Josh wakes up to see that in real life, he has stabbed Yeli. Not only that, but he is in his own body, and not Ernst's. Josh coughs up Viktor's eel, and it dies. Yeli then tells Josh that Kate is at the ritual site, and she charges his Azoth. She then dies next to the body of Ernst, revealed to be her husband. Josh proceeds to find Kate, and he is teleported to a staircase where he can hear Viktor and Mary arguing. Mary is shouting that Viktor killed their baby. Josh then arrives in Mary's dream world, a mystical land of floating islands. Josh finds Mary tending to his unborn baby. Mary demands that he leave, but Josh refuses, and they fight. She turns into a massive two-headed flying demon, with a heart-like body. Josh eventually kills her with the Azoth. Josh takes back his baby, and the dream ends.

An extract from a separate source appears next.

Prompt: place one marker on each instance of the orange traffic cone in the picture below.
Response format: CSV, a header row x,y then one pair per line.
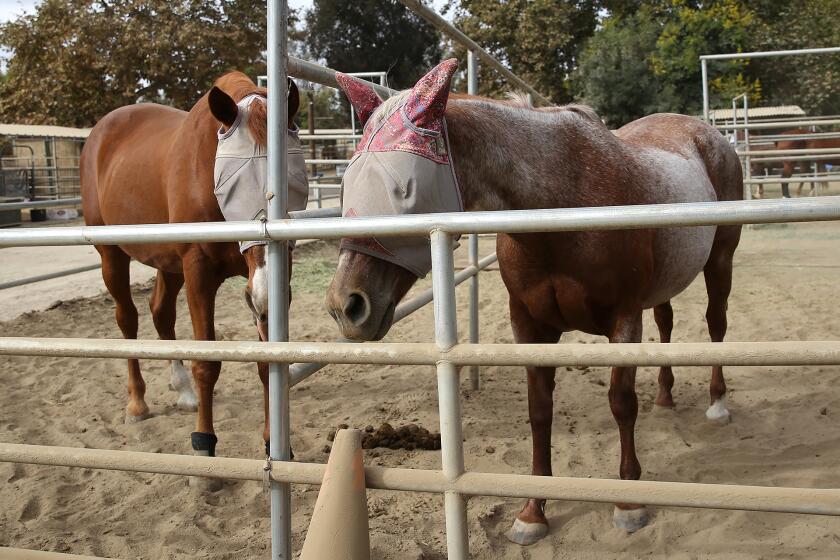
x,y
339,526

In a post-credits scene, Josh and a pregnant Kate are leaving Romania on a train. As Josh leaves, he bumps into a man, his face and body badly burned and bandaged. The man sits down near Kate, and opens his suitcase to reveal three small phials with the parasites in them. The man laughs, before the screen cuts to black.

==Development==
A teaser trailer was shown at the 2010 Tokyo Game Show upon the game's announcement. The game was also in attendance for E3 2011.

==Reception==

Rise of Nightmares received "mixed" reviews according to the review aggregation website Metacritic. GameSpot praised the visual atmosphere and variety of weapons, but claimed that the motion controls of the game are unnatural and awkward. Joystiq praised the potential of the motion controls, but stated that the story of the game "is hackneyed at best and nonsensical at worst." In Japan, Famitsu gave it a score of one eight and three sevens for a total of 29 out of 40.

Aggregate score
| Aggregator | Score |
|---|---|
| Metacritic | 54/100 |

Review scores
| Publication | Score |
|---|---|
| 1Up.com | C− |
| Edge | 4/10 |
| Eurogamer | 5/10 |
| Famitsu | 29/40 |
| Game Informer | 5/10 |
| GamePro | 2/5 |
| GameSpot | 5.5/10 |
| IGN | 4/10 |
| Joystiq | 3.5/5 |
| Official Xbox Magazine (US) | 6/10 |
| 411Mania | 2.5/10 |
| Digital Spy | 3/5 |

===Sales===
As of October 31, 2011, Rise of Nightmares sold 200,000 units worldwide.

==Film adaptation==
Sega has formed the production company Stories International and is teaming up with Evan Cholfin for film and television projects based on their games with Rise of Nightmares as a live action project.